Getting back into the all-grain game after a few year hiatus. I have been having issues the past few batches with boring watery results after fermentation. This is especially odd considering I have been brewing stouts which should have pretty robust roasty character. I have read that mash and boil pH which is too high can cause these insipid results. I do not currently measure pH during my process. However, I have been brewing exclusively with R.O. water with 1 tsp of CaCL2 and no lactic/sauermalz per 5 gallons following AJ's water primer for roasty beers. I treat all ~10gallons before brewing.

Could my mash pH still be too high? My most recent recipe reads a lil' something like this:

9.5lb American 2-row
3lb Munich I
1.25lb Flaked barley
1lb Roasted Barley 500L
12oz Chocolate malt 350L

1oz Mosaic @ 60min
0.5oz Mosaic @ 10min
Whirlfloc/yeast nutrient @ 10min

*edit* forgot to mention I mashed this at 154F (measured) for 60 minutes, then sparged with 168F water

Starter of WLP004 Irish ale yeast, cooled in <15 minutes with a copper immersion chiller and manual stirring for a whirlpool. What I would consider quite a bit of cold break does make it into the fermentor. The beers ferment out almost completely in 4-5 days in my fermentation chamber set at 60F (thermometer sticker shows the beer itself at ~65F). I then warm up to around 68F (thermometer sticker temp) for three or four days to let the yeast clean up, then cold crash 48ish hours and keg.

The beers pour perfectly from my picnic tap and look fantastic with a nice thick foam, but are just very boring in both flavor and aroma. Where I expect burnt coffee roast aroma and flavor, I am getting only a very slight astringency with little else of note. Should I focus on measuring mash pH or look at something else first?
 
I plugged these values into the Brewer's Friend water calculator (my standard), and with a 1.5 qt/lb mash thickness, 15.5 lbs of grain as stated, 4.5g (1 tsp) CaCl, and 10 gallons total RO water, it estimates mash pH at room temp as 5.44. That would be just dandy.

The water mineral content shows Ca as only 32 ppm, and Chloride as 57 ppm. No other minerals register (Mg, Na, SO4, etc.). Still, with 11% roasted malts, I'd expect some flavor... that's odd. If your mash pH was really too high, you'd probably have some obvious unpleasant flavors - not NO flavor.

Did you use 1 or 2 tsp of CaCl? If you used 2, mash pH is showing 5.4 (still fine), with Ca at 65 and Cl at 114. That would be marginally better from a mineral perspective, especially the Ca.

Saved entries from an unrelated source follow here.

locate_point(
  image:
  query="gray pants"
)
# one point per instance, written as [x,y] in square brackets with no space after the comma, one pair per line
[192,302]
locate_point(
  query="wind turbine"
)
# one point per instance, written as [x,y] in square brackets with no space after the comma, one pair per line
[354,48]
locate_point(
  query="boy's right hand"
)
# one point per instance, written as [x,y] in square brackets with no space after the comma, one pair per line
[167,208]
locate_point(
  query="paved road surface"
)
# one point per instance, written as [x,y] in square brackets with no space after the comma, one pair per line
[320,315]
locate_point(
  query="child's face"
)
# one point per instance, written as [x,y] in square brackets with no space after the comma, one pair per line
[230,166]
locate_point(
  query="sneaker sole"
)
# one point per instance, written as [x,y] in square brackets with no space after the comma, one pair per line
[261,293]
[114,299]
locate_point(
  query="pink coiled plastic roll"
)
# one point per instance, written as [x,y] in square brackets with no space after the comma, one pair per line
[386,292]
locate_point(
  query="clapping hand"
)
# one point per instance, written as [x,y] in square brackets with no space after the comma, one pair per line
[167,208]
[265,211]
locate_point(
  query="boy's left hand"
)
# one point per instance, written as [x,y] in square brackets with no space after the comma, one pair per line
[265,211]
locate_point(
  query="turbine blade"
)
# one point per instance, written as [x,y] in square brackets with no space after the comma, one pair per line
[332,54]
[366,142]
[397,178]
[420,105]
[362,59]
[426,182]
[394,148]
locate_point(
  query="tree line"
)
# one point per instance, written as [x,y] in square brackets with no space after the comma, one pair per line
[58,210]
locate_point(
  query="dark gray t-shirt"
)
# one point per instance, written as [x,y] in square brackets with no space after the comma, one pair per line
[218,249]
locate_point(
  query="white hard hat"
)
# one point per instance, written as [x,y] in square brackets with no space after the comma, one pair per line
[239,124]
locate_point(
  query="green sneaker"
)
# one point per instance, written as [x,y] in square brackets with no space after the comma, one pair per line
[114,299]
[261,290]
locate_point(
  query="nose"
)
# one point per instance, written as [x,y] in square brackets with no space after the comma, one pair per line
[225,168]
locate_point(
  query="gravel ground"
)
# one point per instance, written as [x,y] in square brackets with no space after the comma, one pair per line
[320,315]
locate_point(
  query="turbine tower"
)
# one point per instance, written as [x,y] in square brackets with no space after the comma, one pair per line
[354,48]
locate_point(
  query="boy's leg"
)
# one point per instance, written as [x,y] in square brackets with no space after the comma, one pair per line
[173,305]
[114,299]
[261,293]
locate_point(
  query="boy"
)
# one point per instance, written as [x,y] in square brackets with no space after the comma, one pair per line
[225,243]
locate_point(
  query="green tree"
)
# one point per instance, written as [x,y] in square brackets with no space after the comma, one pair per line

Any chance of oxidation somewhere in the process? Do let stouts sit in the package for 2-3 weeks before they come into their own, just a thought.
 
I used 2 tsp total for ~9.5 gallons, so slightly more than 1tsp per 5 gallons. I do collect my runnings in a separate aluminum pot and pour them from there into the stainless steel kettle before boiling. Could that be causing enough hot side aeration to cause problems? I have used this method in years past without issue.
 
So your mash pH was marginally lower, and minerals a bit higher... But I'd not imagine the results to be problematic. And I highly doubt your wort collection process is an issue. Maybe the beer just needs some time? Sorry not to be of any real help.
 
Realizing now that I just may need more roasted malts to get the roasted flavor I am looking for in a beer this size. Will bump the roast to ~20% for the next batch instead of ~13%.